As I read this I couldn’t help but think that this story offered a fantastic opportunity to discuss the whole nature vs nurture debate. I came up with a few questions:
Can predicting someone’s potential as a killer actually prevent a tragedy from happening? Os is that just damning someone to an uncertain fate?
Doesn’t ostracizing an entire group of people and treating them as scum only create animosity and bitterness in them? Wouldn’t that trigger a violent reaction in some because they were pushed in that direction?
What is the role of rehabilitation in this and can you rehabilitate someone who hasn’t yet demonstrated a penchant for violent behavior?

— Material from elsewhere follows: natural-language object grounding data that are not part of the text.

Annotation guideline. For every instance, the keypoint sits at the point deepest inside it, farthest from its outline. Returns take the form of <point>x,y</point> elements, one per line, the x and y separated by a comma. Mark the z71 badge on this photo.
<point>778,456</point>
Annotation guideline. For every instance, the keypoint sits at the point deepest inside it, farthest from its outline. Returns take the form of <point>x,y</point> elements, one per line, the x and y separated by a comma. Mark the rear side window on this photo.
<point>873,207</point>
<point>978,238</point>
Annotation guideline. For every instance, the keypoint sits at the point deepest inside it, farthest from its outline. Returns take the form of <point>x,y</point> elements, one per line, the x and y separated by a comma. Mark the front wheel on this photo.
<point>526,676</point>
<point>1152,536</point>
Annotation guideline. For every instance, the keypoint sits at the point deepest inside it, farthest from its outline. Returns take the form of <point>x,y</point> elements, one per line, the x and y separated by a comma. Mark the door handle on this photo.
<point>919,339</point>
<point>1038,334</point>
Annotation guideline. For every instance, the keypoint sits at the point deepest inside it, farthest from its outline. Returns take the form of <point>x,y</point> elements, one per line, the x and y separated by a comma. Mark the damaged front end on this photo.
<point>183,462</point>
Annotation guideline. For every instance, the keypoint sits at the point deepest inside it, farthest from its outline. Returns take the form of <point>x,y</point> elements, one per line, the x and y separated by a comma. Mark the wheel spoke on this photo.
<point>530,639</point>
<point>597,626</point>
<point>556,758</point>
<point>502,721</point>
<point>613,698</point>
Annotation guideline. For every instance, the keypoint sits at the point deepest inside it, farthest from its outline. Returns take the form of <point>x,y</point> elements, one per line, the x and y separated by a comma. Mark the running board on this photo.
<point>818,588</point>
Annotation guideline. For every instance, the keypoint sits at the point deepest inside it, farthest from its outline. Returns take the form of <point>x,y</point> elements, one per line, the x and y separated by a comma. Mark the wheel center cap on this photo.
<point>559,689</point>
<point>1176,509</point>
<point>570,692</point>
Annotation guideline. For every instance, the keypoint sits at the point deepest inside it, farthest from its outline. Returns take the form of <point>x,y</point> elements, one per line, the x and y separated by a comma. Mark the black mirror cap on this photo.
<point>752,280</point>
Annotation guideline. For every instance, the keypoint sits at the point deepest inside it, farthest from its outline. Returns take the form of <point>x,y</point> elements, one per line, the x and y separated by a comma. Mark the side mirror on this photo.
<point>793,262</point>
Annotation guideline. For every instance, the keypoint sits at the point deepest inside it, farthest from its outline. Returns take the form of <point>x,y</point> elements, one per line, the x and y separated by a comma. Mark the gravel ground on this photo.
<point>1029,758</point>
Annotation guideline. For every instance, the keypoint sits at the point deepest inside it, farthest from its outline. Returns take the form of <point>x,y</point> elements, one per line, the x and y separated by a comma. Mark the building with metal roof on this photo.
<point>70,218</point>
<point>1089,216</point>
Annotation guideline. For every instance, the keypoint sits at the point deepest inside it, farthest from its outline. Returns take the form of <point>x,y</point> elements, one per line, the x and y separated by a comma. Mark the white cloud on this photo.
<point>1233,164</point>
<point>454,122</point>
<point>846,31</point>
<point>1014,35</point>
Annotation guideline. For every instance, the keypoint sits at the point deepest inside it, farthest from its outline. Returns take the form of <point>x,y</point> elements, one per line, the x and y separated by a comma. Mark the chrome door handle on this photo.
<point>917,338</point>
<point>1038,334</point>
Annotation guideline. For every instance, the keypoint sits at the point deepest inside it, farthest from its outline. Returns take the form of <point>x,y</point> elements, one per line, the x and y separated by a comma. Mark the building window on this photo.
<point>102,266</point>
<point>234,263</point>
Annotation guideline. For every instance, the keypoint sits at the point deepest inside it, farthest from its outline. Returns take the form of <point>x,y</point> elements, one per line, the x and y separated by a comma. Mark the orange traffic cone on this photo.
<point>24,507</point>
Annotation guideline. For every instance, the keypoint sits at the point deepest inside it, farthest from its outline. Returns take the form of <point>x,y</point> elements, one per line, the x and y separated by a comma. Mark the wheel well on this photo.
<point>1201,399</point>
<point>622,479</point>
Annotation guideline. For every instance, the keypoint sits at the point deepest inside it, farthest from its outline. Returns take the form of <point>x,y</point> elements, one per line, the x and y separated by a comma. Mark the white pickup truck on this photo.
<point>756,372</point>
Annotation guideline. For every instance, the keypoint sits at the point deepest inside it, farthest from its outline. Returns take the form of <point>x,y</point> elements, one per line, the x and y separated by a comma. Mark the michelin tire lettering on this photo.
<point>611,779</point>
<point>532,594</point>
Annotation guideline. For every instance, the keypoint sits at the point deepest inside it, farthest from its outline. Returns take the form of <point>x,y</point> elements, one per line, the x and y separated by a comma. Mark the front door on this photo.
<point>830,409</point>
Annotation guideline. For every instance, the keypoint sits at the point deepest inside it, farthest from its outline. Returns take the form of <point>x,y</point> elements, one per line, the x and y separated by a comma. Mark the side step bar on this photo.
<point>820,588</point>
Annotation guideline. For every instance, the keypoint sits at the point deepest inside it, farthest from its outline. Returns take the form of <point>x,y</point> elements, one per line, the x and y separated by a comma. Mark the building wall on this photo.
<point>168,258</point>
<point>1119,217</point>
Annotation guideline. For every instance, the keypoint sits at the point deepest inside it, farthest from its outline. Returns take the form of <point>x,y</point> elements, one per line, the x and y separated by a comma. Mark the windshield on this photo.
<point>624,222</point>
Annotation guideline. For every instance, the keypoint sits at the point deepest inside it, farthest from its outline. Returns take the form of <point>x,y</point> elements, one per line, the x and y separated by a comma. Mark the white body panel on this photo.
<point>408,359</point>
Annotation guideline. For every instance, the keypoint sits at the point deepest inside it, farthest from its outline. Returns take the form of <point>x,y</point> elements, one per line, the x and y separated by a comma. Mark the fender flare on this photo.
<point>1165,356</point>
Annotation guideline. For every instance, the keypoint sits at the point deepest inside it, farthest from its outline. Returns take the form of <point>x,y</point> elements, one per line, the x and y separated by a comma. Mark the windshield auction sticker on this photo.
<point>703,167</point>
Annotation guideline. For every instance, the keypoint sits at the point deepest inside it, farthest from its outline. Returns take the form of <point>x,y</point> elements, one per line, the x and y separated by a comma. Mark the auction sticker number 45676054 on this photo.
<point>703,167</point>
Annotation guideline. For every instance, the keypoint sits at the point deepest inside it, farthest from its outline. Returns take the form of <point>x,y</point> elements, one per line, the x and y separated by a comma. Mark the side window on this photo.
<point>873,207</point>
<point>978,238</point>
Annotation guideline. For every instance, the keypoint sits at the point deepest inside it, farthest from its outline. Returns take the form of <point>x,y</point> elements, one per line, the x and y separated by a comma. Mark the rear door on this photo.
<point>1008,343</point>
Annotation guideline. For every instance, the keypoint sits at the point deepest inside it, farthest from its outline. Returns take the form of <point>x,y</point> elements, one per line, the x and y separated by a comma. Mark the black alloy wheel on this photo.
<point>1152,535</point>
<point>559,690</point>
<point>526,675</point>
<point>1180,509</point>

Okay, I know this is sort of heavy stuff but all these questions and more flooded my mind as I read Uninvited at an amazing speed. I felt so anxious for Davy and her new friends, growing more concerned for her during the second half of the book as she morphed into a different person. That change is thanks in part to the government and its questionable agenda for all the HTS carriers.
All I can say is that Uninvited had me wound up the entire time. To me it was such an interesting concept that stimulated a lot of thought and considering how things have played out so far, there’s certainly plenty of room to maneuver in the sequel. There is a love angle in there too but that doesn’t consume the story at all. Davy is her own rock and she’s gearing up to face what’s next.